Nor are they quoted by any of the Pre-Nicean church fathers – at least, those before AD 200.
In addition, the apocryphal books are not accepted as Scripture by the Jewish people. They are indeed ignored in all lists of canon. It’s possible they were accepted by a few fringe groups of Jews (such as the Qumran scribes) but mainstream Judaism never accepted them. They were always considered extra-canonical, and the writings of men as opposed to Scripture which was the writing of God.
In addition, David Cloud writes in his Way of Life Encyclopedia of Christianity and the Bible:
“They were not received as inspired Scripture by the churches during the first four centuries after Christ.” (WOL Encyclopedia, Pg. 32)
he also writes,
“They were not written in the Hebrew language, which was alone used by the inspired historians and prophets of the O.T.” (WOL Encyclopedia, Pg. 32)
Another, and more telling point, is that the Apocrypha, much of it written before the New Testament was written, is never quoted once in the New Testament.
So, to answer my Roman Catholic co-worker – we didn’t take them away. You added them. When?
it wasn’t until 1546, at the Council of Trent, that the Apocrypha was added, in conjunction to an Anathema pronounced against anyone who does not accept them as Scripture. Literally, a damning to Hell.
Not to beat a dead horse – but again, why nothing mentioned of the apocrypha in the lists of Scripture until over four centuries later? Why did it take 1500 years to pronounce them Scripture, if they were?
Finally, the Apocrypha does not have a single incident of “Thus sayeth the Lord.” You can read the Bible and know it is the Bible, the word of God. However, the Apocrypha reads like what it is, the writings of various Jewish apocalyptic groups.
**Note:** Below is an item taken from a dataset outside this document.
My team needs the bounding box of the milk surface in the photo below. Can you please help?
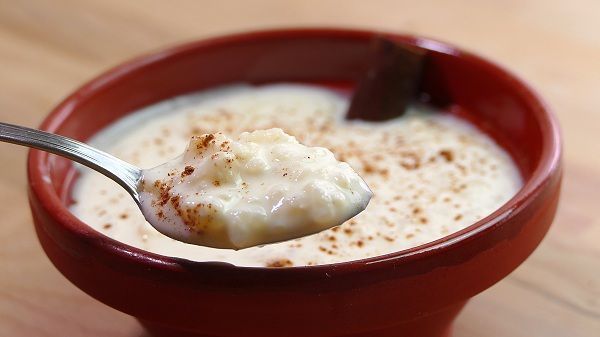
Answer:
[72,84,522,267]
The time of the Maccabees was a time of the organizing of many apocalyptic groups of Jews, such as the Essenes, the Qumran scribes, the various groups described in the Gospels such as the Pharisees, the Saducees, the Herodians, the disciples of John the Baptist, The zealotes, the Hellenists, the Alexandrians, and the sons of Light (possibly a reference to the Essenes).
Many rose, wrote spurious literature to support their claims, and quickly withered away and vanished, leaving only a few copies of their works. The Pseudopigrapha contains many examples of their works. A cursory study of the Pseudopigrapha compared to the apocrypha presents the same general feeling and impression – these are the works of fallible men. And returning to the Bible gives an unmistakeable feel of – the Bible is the preserved, inerrant word of God.
Notice also that they teach many unScriptural things, such as magic.
Then the angel said unto him, Dost thou not remember the precepts which thy father gave thee, that thou shouldest marry a wife of thine own kindred? wherefore hear me, O my brother; for she shall be given thee to wife; and make thou no reckoning of the evil spirit; for this same night shall she be given thee in marriage. And when thou shalt come into the marriage chamber, thou shalt take the ashes of perfume, and shalt lay upon them some of the heart and liver of the fish, and shalt make a smoke with it: And the devil shall smell it, and flee away, and never come again any more: but when thou shalt come to her, rise up both of you, and pray to God which is merciful, who will have pity on you, and save you: fear not, for she is appointed unto thee from the beginning; and thou shalt preserve her, and she shall go with thee. Moreover I suppose that she shall bear thee children. Now when Tobias had heard these things, he loved her, and his heart was effectually joined to her. Tobit 6:15-17 (KJVApocrypha)
Does this sound like Scripture? Does this sound like “Thus sayeth the Lord”? Obviously not.